In September 2023, when Moghaddam and Sanaeeha wanted to travel to Paris for the post-production of the film, their passports were confiscated and they were threatened with criminal charges. This followed a raid on the home of the film's editor by Iranian security forces, during which they seized rushes and other material relating to the production. The media saw a connection in these actions to their acclaimed 2020 film Ballad of a White Cow, which encountered the wrath of Iran's strict Islamic government. In December 2023, approximately 30 film organisations, festivals and filmmakers, as well as non-governmental organisations for freedom of expression, wrote an open letter calling on the Iranian authorities to immediately drop all charges against the duo and to lift their travel ban. Signatories included the Berlinale, the International Coalition for Filmmakers at Risk (ICFR) and PEN America.

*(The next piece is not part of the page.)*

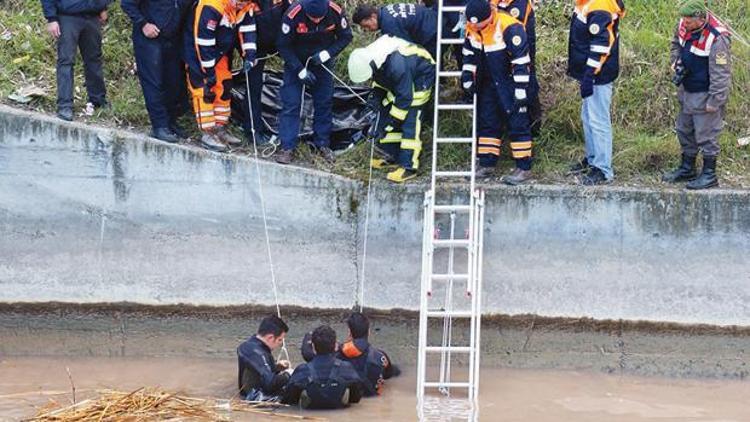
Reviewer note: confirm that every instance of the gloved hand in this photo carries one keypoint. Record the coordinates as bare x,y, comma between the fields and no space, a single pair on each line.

In January 2024, after its nomination to compete at the 74th Berlinale, the festival again called for freedom of travel and freedom of expression for the directing duo.

In December 2024 the directors, forbidden from making movies, working, and travelling, were on trial in Iran, held in Evin prison, for propaganda against the regime, breaking Islamic rules by making a vulgar movie, and spreading prostitution and libertinism.

==Release==
My Favourite Cake had its world premiere on 16 February 2024, as part of the 74th Berlin International Film Festival, in competition. The Iranian Government would not permit the directors to attend, so they issued a statement to be read out at the screening by actress Lily Farhadpour, including these words:
We have come to believe that it is no longer possible to tell the story of an Iranian woman while obeying strict laws such as the mandatory hijab. Women for whom the red lines prevent the depiction of their true lives, as full human beings. This time, we decided to cross all of the restrictive red lines, and accept the consequences of our choice to paint a real picture of Iranian women – images that have been banned in Iranian cinema ever since the Islamic Revolution...
My Favourite Cake is a film made in praise of life. This is a story based on the reality of the everyday lives of middle-class women in Iran, a close look at a woman’s solitude as she enters her golden years. A vision of the reality of women’s lives which has not often been told. It is a story that is contrary to the common image of Iranian women, and similar to the life stories of many lonely people on this planet, about savouring the short, sweet moments in life...
Ladies and gentlemen, we proudly dedicate our premiere screening to the honorable and brave women of our country who have moved to the front lines of the fight for social change, who are attempting to tear down the walls of outdated and fossilised beliefs, and who sacrifice their lives to achieve freedom.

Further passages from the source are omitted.